Indeed, Uganda has virtually been at war with all its neighbours at one point or another with the exception of Kenya and Burundi (though many in Bujumbura may dispute this!). But Kenya is not known for interstate militarism even though its internal politics has been very violent with ethnic clashes and high profile assassinations, culminating in the violent post-election disputes of 2007–08. So while Kenya’s political elite are violent towards each other in their battles for supremacy they seem to have kept it within their borders, whereas Uganda’s political violence is historically externalised. So why is the Kenya media so militant? Partly because they are already frustrated with the Grand Coalition government for its non-delivery and in particular President Kibaki’s ‘hands off’ approach to many controversies. The president is infamous for remaining quiet in the face of burning issues to such an extent that at times there is an impression that the country is on autopilot. Migingo merely provides yet another opportunity for the media and the wider public to vent their spleen, this time using the threat of aggression by their gun-totting neighbours to whip up patriotism.

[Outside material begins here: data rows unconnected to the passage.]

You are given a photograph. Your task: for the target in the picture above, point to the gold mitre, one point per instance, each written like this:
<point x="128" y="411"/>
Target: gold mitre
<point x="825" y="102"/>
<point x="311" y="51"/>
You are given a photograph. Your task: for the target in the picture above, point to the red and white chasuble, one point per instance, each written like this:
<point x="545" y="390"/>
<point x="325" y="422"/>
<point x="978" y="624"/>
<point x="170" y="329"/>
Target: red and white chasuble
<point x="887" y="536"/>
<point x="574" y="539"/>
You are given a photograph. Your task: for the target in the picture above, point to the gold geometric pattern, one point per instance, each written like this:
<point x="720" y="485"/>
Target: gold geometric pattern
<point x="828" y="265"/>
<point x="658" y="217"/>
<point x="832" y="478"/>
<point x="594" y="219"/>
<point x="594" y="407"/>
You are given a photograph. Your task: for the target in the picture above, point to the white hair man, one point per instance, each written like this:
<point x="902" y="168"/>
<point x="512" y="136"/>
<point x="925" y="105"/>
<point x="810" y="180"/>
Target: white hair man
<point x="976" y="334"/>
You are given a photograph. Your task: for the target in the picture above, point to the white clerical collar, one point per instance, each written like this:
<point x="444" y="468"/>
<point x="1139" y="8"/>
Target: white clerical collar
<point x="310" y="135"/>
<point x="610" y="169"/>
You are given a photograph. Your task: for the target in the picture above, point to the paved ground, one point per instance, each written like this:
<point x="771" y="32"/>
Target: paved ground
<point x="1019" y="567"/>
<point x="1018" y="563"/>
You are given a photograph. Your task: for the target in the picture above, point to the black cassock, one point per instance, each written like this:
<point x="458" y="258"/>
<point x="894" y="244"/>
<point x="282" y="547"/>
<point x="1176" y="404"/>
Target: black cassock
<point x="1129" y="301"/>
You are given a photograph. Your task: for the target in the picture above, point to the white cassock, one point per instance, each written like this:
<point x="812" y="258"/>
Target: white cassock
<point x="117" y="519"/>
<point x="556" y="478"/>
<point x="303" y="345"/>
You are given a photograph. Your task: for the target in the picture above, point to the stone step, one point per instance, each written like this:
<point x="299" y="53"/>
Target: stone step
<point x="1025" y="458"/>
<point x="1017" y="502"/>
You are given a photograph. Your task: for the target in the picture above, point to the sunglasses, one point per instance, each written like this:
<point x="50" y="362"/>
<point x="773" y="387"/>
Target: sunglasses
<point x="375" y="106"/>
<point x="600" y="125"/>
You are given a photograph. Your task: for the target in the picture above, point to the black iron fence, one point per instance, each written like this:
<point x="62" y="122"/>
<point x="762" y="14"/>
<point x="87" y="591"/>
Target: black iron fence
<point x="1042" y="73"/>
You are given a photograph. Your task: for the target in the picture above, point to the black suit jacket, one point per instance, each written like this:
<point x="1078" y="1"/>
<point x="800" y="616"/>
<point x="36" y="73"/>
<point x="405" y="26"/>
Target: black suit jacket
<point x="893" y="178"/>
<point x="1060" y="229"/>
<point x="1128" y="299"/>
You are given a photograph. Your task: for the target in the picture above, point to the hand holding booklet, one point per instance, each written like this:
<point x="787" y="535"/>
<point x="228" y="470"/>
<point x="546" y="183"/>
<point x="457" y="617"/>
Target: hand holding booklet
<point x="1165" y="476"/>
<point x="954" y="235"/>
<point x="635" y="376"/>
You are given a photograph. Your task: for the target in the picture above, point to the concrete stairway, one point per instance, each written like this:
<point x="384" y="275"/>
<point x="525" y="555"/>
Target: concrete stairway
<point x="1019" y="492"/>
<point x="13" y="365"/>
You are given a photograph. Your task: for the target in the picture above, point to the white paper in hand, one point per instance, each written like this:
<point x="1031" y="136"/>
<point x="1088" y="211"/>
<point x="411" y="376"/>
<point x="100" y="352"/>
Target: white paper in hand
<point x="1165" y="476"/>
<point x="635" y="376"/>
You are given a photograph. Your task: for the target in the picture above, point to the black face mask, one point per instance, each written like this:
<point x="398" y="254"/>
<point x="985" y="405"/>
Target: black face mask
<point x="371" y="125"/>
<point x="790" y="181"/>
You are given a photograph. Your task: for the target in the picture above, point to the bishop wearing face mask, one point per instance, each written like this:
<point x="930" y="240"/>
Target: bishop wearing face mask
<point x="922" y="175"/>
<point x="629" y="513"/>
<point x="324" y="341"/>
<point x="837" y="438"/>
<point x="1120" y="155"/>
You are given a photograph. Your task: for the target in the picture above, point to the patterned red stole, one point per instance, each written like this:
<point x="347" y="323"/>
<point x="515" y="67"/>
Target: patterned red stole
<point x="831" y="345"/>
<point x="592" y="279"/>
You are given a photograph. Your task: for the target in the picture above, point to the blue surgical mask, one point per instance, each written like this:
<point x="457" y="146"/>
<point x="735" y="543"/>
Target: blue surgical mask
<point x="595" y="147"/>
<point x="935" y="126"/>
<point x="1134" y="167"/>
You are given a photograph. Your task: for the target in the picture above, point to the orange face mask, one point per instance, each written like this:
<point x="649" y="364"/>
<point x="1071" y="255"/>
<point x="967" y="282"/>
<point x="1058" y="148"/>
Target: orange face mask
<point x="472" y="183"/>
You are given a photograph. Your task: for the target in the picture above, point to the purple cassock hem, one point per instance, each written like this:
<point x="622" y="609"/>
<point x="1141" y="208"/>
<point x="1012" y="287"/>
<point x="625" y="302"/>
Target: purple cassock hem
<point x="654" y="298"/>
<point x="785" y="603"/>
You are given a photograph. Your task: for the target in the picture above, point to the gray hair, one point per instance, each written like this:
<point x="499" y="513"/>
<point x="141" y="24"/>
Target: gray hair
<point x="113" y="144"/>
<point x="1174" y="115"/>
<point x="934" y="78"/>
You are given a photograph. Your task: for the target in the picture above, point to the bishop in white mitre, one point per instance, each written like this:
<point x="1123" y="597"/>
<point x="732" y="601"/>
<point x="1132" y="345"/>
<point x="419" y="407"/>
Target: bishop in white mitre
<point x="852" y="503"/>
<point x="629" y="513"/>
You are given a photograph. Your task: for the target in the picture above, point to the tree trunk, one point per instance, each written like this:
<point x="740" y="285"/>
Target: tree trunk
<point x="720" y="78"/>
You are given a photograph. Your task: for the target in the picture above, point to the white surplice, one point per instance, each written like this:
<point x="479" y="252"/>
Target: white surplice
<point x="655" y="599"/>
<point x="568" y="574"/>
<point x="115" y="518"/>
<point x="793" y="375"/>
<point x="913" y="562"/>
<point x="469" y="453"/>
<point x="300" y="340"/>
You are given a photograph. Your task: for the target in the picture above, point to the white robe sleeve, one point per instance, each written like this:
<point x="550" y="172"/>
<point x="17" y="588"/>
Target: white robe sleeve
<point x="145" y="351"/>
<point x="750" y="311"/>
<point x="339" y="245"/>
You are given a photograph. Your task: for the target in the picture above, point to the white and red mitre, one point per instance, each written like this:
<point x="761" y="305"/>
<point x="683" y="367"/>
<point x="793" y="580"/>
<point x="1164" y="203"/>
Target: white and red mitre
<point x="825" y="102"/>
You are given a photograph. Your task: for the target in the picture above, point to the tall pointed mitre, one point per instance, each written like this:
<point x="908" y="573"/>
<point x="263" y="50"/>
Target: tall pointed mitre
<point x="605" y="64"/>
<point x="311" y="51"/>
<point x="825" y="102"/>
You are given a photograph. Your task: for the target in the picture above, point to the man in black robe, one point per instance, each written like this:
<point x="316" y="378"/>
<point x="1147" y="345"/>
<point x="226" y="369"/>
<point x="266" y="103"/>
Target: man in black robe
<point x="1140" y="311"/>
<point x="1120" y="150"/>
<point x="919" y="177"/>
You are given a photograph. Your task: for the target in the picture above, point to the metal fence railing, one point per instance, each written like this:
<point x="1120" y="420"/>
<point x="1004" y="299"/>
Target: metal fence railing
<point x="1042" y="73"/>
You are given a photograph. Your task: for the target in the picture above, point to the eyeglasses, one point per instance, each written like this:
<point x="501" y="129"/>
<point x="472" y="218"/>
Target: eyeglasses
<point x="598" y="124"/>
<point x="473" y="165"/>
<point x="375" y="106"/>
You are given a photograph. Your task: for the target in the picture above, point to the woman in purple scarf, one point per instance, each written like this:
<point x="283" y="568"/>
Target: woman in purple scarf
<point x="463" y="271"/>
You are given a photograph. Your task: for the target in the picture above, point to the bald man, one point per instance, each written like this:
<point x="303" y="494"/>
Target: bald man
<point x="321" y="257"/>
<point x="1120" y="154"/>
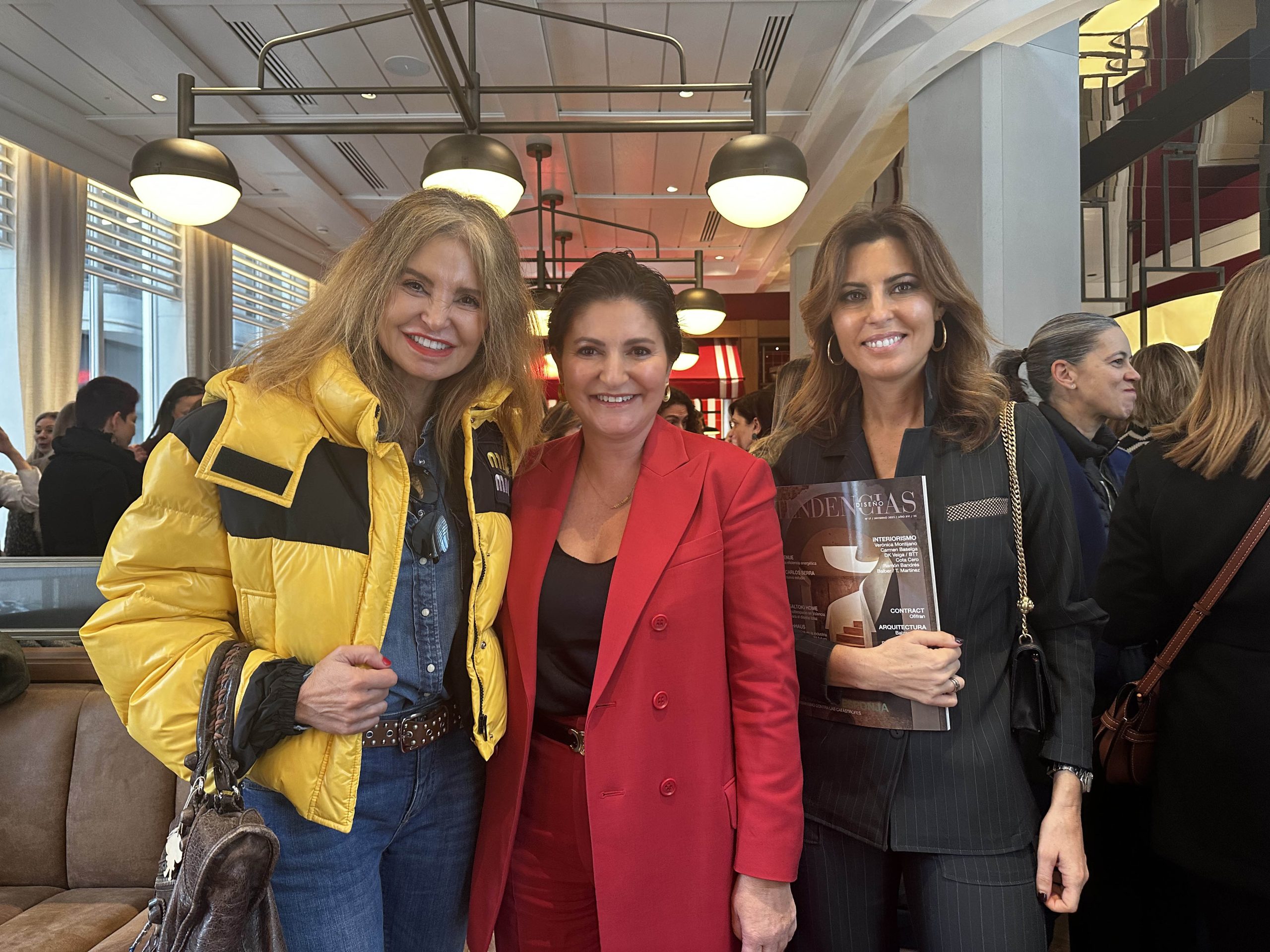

It is really sad that our patriotism and nationalism are brought out mostly in the negative. Where is the patriotism of the media in the face of the high- and low-level corruption destroying the country, compromising the delivery of services, the maintenance of roads and leading to deaths in badly maintained hospitals? Where is the media's patriotism in an aspiring middle-income country where 10 million citizens face mass hunger and starvation despite ample food? Why is the media not waging war against corruption and hunger? Hunger in Kenya is not due to a lack of food but rather the fact that the poor do not have the resources to buy it. Middle-class professionals and the indolent political elite, who do not produce anything and merely milk the country dry, have money to buy any food they want, whereas poor and powerless farmers cannot farm due to drought and cannot eat due to lack of economic means. Where is the patriotism in this?

If militarism really works President Museveni should have annihilated Joseph Kony and the Lord's Resistance Army (LRA), as he has repeatedly declared for more than 10 years now. As they say, unfortunately a leopard cannot change its spots. This conflict needs to be resolved through legal, diplomatic and political means however. President Kibaki has been pressured into ‘vowing’ to defend Migingo, but ‘defence’ does not and should not mean going to war. It is not a sign of weakness to give politics and diplomacy a chance. All conflicts on this continent eventually are resolved by negotiations, even if one side ‘wins’ militarily. A military confrontation would be a setback for the fast-tracking of East African integration, something of which President Museveni is a key champion.

* Tajudeen Abdul-Raheem writes this syndicated column in his capacity as a concerned pan-Africanist.